Lisa’s reflections on elements of her care package
1) Mental Health
A) Acute Day Treatment Unit
i) Group work with the Technical Instructors
This included art, craft, clay and computer work. Sessions aimed to increase motivation, reduce anxiety, build confidence and self-esteem, improve concentration, enable expression of the self, encourage socialisation, and develop rewarding activity that could be continued post-discharge. Specific to Lisa, these sessions also aimed to encourage the use of her left-side (particularly her hand) in order to build muscular strength.
“I found this very beneficial due to building the strength in my left hand and also found mixed groups helped to socialise with others. It taught me the skills and ability to make things for family and friends, skills I could use at home to stop my mind wandering and to keep me focused. It built my self-esteem and helped me to take up new challenges. I was also helped by the encouragement I got, and feeling I was not being laughed at or made fun of.”
ii) Cookery with the Home Economist.
These sessions aimed to develop existing skills, build confidence, promote awareness of healthy eating, and encourage meal-planning within a budget. Again, specific to Lisa, these sessions also aimed to encourage use of her left-side.
“The cookery helped me to adapt to doing what I could, as before my partner left I would let him do everything. I learned that I could cook healthy meals for the children on a budget. Seeing the children enjoy eating freshly prepared healthy meals boosted my confidence.”
iii) Reflexology and complementary therapy
Lisa had weekly reflexology sessions, focusing on her feet. Reflexology is a type of massage that applies pressure to specific points of the feet to promote relaxation.
“I enjoyed this, as it seemed my time to relax and shut myself off to my daily problems. I learned how to relax and switch my brain off, which helped me at night to sleep.”
The physiotherapists provided exercises to improve Lisa’s gait, reduce her left-side weakness, and regain the use of her left-hand. Lisa also undertook work to help her control feelings of anxiety and panic. This included techniques to recognise an anxiety-provoking situation, remove herself from that situation, and engage in breathing exercises to regain feelings of control.
“The panic exercise helped me to control my breathing and this has made me feel I can take control of my own life again rather than my symptoms and illness controlling me.
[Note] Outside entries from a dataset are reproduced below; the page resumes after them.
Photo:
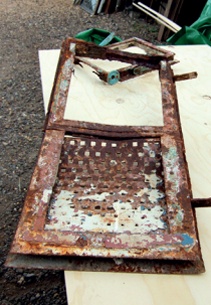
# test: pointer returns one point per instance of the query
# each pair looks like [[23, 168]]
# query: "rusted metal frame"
[[105, 264], [41, 186], [84, 49], [58, 99], [148, 47], [201, 202], [176, 175], [111, 131], [24, 240]]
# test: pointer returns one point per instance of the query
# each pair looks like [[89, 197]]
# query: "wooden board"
[[123, 105]]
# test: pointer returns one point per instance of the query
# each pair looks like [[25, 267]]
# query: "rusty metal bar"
[[120, 196]]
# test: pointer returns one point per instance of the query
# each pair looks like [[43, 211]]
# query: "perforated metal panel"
[[119, 195]]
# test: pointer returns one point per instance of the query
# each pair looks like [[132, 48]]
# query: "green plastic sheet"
[[198, 33]]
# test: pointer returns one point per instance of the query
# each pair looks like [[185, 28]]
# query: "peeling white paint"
[[64, 216]]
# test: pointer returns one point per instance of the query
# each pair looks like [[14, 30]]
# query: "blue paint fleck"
[[187, 240]]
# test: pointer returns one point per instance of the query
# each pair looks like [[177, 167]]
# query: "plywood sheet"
[[85, 288], [195, 108]]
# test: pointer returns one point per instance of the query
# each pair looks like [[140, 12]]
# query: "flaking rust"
[[110, 198]]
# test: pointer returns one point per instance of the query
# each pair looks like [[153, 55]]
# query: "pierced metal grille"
[[85, 198], [111, 198]]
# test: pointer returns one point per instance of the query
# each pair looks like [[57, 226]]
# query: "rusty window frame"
[[175, 251]]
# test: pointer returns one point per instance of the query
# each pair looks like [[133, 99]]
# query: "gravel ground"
[[26, 27]]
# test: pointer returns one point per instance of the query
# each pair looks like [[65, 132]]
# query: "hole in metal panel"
[[127, 207]]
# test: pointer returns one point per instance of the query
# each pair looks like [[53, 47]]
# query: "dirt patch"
[[26, 27]]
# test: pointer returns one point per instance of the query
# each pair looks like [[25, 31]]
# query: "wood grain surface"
[[138, 102]]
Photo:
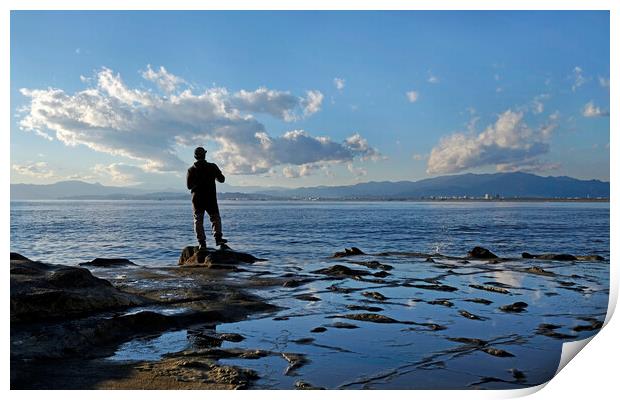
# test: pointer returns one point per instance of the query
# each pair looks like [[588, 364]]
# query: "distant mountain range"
[[504, 185]]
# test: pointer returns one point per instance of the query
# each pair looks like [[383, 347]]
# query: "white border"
[[592, 375]]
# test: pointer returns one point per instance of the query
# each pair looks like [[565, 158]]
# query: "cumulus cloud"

During physiotherapy, I learned how to take myself out of bad situations and calm myself down.”
v) Weekly Individual Work with the Assistant Psychologist.
Four sessions were spent undertaking a detailed assessment of presenting problems and history, as well as setting goals, as described above. Three sessions then focused on developing a cognitive-behavioural formulation. Lisa was asked to keep a record of her seizures, which was monitored during sessions. It soon became apparent that the seizures occurred at times that Lisa felt increased levels of stress or tiredness. This recognition led to the work with the Physiotherapists to develop strategies to cope with increased stress. Following the assessment and formulation, the sessions were used to focus on depression, and particularly negative automatic thoughts.
“This helped me to look back over my life, which I can do now without the pain, guilt and blaming myself for other people’s actions. I now have a brighter outlook on life. The positive thinking helped so much and if I have a negative thought I can now turn it around and find a reasonable explanation for this.”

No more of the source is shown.